Circulating testosterone is bound tightly to the SHBG protein with high affinity and to albumin with substantially lower affinity; therefore, alterations in SHBG greatly affect free testosterone concentrations. SHBG levels are quite sensitive to overall health status and age. This has significant clinical implications; for example, two patients may produce equal amounts of total testosterone but one may express higher level of binding protein, lowering the free testosterone concentrations. Accordingly, if sole clinical marker for diagnosis is based on total testosterone, individuals with high binding protein levels will be misdiagnosed and not receive the necessary care.Therefore, accurate determination of free testosterone levels is central to definitive diagnosis of androgen related disorders.

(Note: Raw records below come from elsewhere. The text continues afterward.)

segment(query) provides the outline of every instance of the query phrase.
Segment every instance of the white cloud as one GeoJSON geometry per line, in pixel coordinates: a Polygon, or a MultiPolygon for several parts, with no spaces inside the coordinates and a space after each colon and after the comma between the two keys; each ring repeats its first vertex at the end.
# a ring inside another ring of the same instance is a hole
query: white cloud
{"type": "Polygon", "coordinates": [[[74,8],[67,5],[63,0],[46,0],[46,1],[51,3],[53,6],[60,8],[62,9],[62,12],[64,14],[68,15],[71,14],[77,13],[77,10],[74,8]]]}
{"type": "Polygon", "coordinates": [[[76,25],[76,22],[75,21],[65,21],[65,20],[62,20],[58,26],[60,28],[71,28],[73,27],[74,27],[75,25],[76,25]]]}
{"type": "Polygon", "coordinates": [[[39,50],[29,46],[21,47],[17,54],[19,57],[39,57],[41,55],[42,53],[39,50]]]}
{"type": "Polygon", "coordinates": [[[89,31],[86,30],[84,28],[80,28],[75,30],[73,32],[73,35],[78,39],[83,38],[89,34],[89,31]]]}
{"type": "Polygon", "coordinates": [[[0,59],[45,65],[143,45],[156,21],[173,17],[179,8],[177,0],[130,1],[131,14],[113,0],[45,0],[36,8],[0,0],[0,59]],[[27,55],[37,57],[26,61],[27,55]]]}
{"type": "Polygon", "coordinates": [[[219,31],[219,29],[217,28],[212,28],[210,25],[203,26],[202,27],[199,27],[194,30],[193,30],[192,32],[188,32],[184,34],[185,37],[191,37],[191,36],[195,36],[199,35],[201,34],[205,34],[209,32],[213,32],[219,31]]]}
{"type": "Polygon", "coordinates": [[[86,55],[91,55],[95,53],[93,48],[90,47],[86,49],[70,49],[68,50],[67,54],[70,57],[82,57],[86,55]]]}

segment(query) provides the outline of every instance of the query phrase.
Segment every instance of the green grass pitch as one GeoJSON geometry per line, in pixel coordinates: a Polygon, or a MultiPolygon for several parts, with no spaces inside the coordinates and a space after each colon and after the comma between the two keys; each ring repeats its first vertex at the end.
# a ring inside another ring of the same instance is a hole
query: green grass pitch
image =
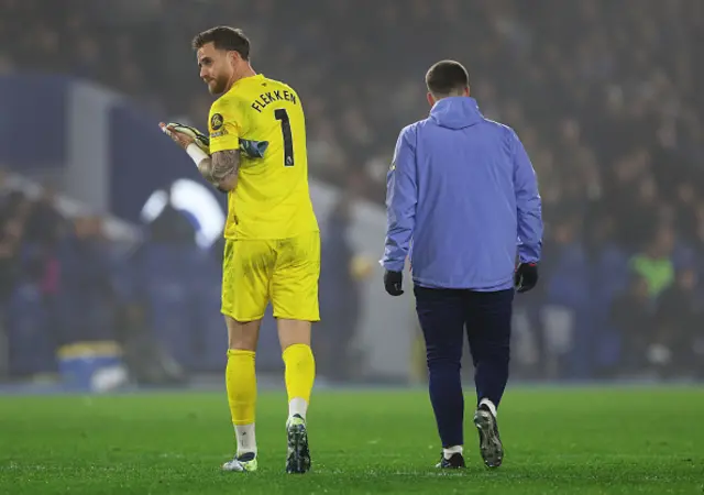
{"type": "Polygon", "coordinates": [[[260,395],[260,471],[248,474],[219,471],[234,446],[224,393],[6,396],[0,493],[704,493],[701,388],[509,388],[496,471],[481,463],[470,406],[469,466],[438,472],[427,393],[318,391],[314,469],[286,475],[283,392],[260,395]]]}

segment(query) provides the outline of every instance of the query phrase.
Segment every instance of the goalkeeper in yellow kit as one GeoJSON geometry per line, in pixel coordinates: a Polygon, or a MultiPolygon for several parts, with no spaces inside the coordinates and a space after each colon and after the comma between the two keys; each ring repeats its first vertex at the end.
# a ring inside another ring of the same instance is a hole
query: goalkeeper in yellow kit
{"type": "MultiPolygon", "coordinates": [[[[250,42],[219,26],[198,34],[200,78],[221,95],[209,116],[209,154],[183,128],[161,123],[202,176],[228,193],[222,312],[228,326],[226,383],[238,449],[227,471],[255,471],[254,358],[271,300],[286,365],[286,471],[310,469],[306,409],[315,380],[310,327],[319,320],[320,232],[308,190],[300,99],[287,85],[255,74],[250,42]]],[[[201,140],[207,142],[208,140],[201,140]]]]}

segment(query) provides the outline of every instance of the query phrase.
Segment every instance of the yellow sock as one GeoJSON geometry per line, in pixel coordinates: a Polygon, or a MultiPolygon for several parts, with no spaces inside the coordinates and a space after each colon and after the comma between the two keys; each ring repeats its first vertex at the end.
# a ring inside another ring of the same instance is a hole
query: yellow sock
{"type": "Polygon", "coordinates": [[[286,364],[286,392],[288,393],[289,416],[306,417],[312,384],[316,380],[316,360],[310,345],[294,344],[284,351],[286,364]]]}
{"type": "Polygon", "coordinates": [[[254,422],[256,406],[256,373],[254,371],[254,351],[228,350],[226,384],[232,424],[250,425],[254,422]]]}

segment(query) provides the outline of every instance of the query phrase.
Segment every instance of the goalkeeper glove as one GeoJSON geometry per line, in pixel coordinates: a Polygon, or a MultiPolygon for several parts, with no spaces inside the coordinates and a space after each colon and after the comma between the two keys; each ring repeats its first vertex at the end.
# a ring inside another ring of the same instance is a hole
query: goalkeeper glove
{"type": "Polygon", "coordinates": [[[538,264],[519,263],[514,274],[514,286],[519,293],[527,293],[538,283],[538,264]]]}
{"type": "Polygon", "coordinates": [[[189,135],[194,139],[196,145],[199,148],[205,151],[207,154],[210,154],[210,138],[200,132],[198,129],[178,122],[169,122],[166,124],[166,127],[173,129],[176,132],[189,135]]]}
{"type": "Polygon", "coordinates": [[[400,272],[389,272],[388,270],[384,273],[384,288],[392,296],[400,296],[404,294],[403,287],[404,274],[400,272]]]}

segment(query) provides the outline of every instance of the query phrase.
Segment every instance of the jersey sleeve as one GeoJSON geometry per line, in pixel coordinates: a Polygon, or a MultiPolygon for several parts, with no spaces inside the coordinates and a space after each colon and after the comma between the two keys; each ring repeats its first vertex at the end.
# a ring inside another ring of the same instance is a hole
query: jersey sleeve
{"type": "Polygon", "coordinates": [[[218,99],[210,107],[208,131],[210,134],[210,153],[240,148],[243,116],[234,102],[226,98],[218,99]]]}

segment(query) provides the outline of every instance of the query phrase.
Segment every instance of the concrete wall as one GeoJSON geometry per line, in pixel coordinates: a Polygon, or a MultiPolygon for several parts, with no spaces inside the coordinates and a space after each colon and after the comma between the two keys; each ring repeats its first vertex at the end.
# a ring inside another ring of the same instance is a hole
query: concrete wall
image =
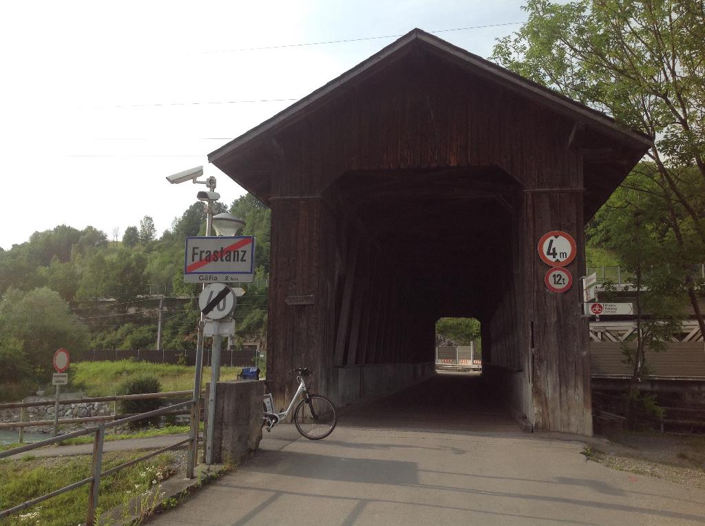
{"type": "MultiPolygon", "coordinates": [[[[206,384],[206,392],[210,386],[206,384]]],[[[213,462],[239,462],[257,450],[262,438],[264,382],[221,381],[216,386],[213,462]]],[[[208,405],[204,420],[208,429],[208,405]]],[[[204,432],[204,440],[206,440],[204,432]]]]}
{"type": "Polygon", "coordinates": [[[343,408],[365,398],[413,385],[434,374],[433,362],[368,364],[333,367],[328,396],[343,408]]]}

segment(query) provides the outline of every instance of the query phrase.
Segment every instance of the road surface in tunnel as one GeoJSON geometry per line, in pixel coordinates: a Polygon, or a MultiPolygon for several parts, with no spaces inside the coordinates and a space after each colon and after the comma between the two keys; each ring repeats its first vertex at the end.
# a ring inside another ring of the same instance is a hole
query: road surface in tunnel
{"type": "Polygon", "coordinates": [[[479,372],[440,372],[409,389],[343,411],[339,422],[448,432],[520,431],[501,396],[479,372]]]}
{"type": "MultiPolygon", "coordinates": [[[[564,437],[565,438],[565,437],[564,437]]],[[[439,374],[341,415],[333,434],[264,434],[159,525],[696,525],[705,491],[587,462],[527,434],[477,375],[439,374]]]]}

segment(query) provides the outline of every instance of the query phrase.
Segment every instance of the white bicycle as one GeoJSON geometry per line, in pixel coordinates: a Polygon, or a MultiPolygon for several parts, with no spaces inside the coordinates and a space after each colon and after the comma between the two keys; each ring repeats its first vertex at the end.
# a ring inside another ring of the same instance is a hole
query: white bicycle
{"type": "Polygon", "coordinates": [[[296,372],[298,373],[296,379],[299,382],[299,389],[296,390],[296,393],[291,398],[286,411],[275,411],[271,393],[264,395],[262,426],[266,426],[266,430],[271,431],[274,426],[289,416],[294,403],[303,393],[304,399],[299,402],[294,410],[294,424],[299,432],[309,440],[324,439],[336,428],[336,408],[325,396],[309,392],[309,387],[304,380],[311,374],[308,367],[300,367],[296,372]]]}

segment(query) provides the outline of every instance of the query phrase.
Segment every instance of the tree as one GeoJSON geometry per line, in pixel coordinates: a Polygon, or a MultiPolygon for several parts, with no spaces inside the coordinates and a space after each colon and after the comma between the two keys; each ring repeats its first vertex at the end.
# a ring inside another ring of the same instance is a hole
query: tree
{"type": "Polygon", "coordinates": [[[91,254],[83,259],[76,298],[82,301],[95,302],[99,298],[109,295],[110,266],[102,252],[91,254]]]}
{"type": "Polygon", "coordinates": [[[149,216],[145,216],[140,221],[140,240],[143,243],[148,243],[154,240],[154,236],[157,233],[157,228],[154,226],[154,220],[149,216]]]}
{"type": "Polygon", "coordinates": [[[205,221],[203,203],[197,201],[187,208],[181,217],[174,218],[171,223],[171,230],[174,237],[183,240],[189,236],[198,236],[201,225],[205,221]]]}
{"type": "Polygon", "coordinates": [[[248,192],[233,202],[230,212],[245,221],[243,235],[255,237],[255,265],[269,273],[271,211],[248,192]]]}
{"type": "Polygon", "coordinates": [[[140,232],[136,226],[128,226],[123,234],[123,245],[128,248],[132,248],[140,243],[140,232]]]}
{"type": "Polygon", "coordinates": [[[27,248],[27,243],[23,243],[0,252],[0,294],[10,287],[29,290],[37,286],[41,276],[27,248]]]}
{"type": "Polygon", "coordinates": [[[114,226],[111,232],[113,234],[113,241],[115,243],[115,246],[118,246],[118,238],[120,237],[120,227],[114,226]]]}
{"type": "Polygon", "coordinates": [[[468,345],[471,341],[480,341],[480,322],[474,318],[439,318],[436,334],[458,345],[468,345]]]}
{"type": "Polygon", "coordinates": [[[80,237],[78,238],[78,247],[85,252],[95,247],[105,246],[107,240],[108,236],[105,235],[105,232],[92,226],[87,226],[81,231],[80,237]]]}
{"type": "Polygon", "coordinates": [[[8,289],[0,300],[0,334],[4,341],[15,338],[35,369],[37,382],[51,377],[51,358],[56,349],[81,351],[88,330],[58,293],[46,287],[24,292],[8,289]]]}
{"type": "Polygon", "coordinates": [[[78,276],[73,264],[62,263],[54,257],[49,267],[41,267],[39,274],[43,282],[66,301],[73,301],[78,292],[78,276]]]}
{"type": "MultiPolygon", "coordinates": [[[[705,259],[705,12],[698,0],[529,0],[492,58],[654,139],[647,186],[681,254],[705,259]],[[695,252],[694,252],[695,251],[695,252]]],[[[642,191],[644,188],[634,187],[642,191]]],[[[690,259],[689,257],[689,259],[690,259]]],[[[683,278],[705,334],[692,271],[683,278]]]]}
{"type": "Polygon", "coordinates": [[[36,265],[48,265],[51,259],[67,262],[71,257],[71,249],[78,243],[81,232],[66,225],[59,225],[53,230],[35,232],[27,245],[29,259],[36,265]]]}

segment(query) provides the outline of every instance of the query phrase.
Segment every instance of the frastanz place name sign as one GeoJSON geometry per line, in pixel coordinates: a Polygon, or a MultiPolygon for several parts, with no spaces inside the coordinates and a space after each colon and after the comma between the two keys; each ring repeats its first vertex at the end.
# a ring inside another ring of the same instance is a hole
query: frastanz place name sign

Conditions that lower SHBG – obesity, type 2 diabetes, nephrotic syndrome, liver disease, hypothyroidism, use of androgens or glucocorticoids – can lower total testosterone levels to below the normal range, while free testosterone levels might remain within the normal range. In these instances, sole reliance on total testosterone to establish a diagnosis of hypogonadism could result in misclassification
Conditions that increase SHBG – advanced age, hyperthyroidism, anticonvulsants, HIV infection, or polymorphisms in the SHBG gene – can raise total testosterone levels to well above 400 ng/dL and sometimes into the high-normal range, despite normal or even low free testosterone. Accordingly, the Endocrine Society recommends determination of free testosterone in the diagnostic evaluation of hypogonadism in conditions that alter SHBG levels to avoid misclassification in the diagnosis of hypogonadism.
Current diagnostics, including the most widely used tracer analog method, have been shown to be inaccurate and its use is not recommended. Equilibrium dialysis is widely considered the reference method but most care providers and commercial laboratories do not offer equilibrium dialysis assays due to operational complexities in performing the assay and difficulties automating the procedure. Recognizing the practical difficulties that clinicians face in obtaining accurate measurement of free testosterone by equilibrium dialysis, an expert panel of the Endocrine Society concluded that "...calculated free testosterone, using high quality testosterone and SHBG assays, is the most useful clinical marker".
Our patent protected, novel TruT™ companion diagnostic framework provides accurate determination of free testosterone concentrations. This algorithm is based on experimental data demonstrating that testosterone’s binding to SHBG is a multi-step process involving an allosteric interaction between the two binding sites on the SHBG dimer. Estimates of free testosterone derived incorporating the allosteric coupling of SHBG monomers within the dimer provide accurate determination of free testosterone without systematic deviation from values obtained using equilibrium dialysis.
Ongoing development is focused around continued study and validation in common conditions characterized by altered binding protein concentrations. Further, the incorporation of estradiol interactions will allow for wider adoption in women where estradiol levels vary greatly across the menstrual cycle. Because hyperandrogenism in women is the second most frequent indication for free testosterone determination, understanding the competitive binding and displacement dynamics is important for proper diagnosis in both healthy menstruating women and women with hyperandrogenic disorders, such as PCOS.
Through collaborations and partnerships, the TruT™ platform presents a unique opportunity to aggregate large volumes of data and metadata across diverse populations, ultimately enabling deeper understanding of the basis of androgen disorders and other conditions.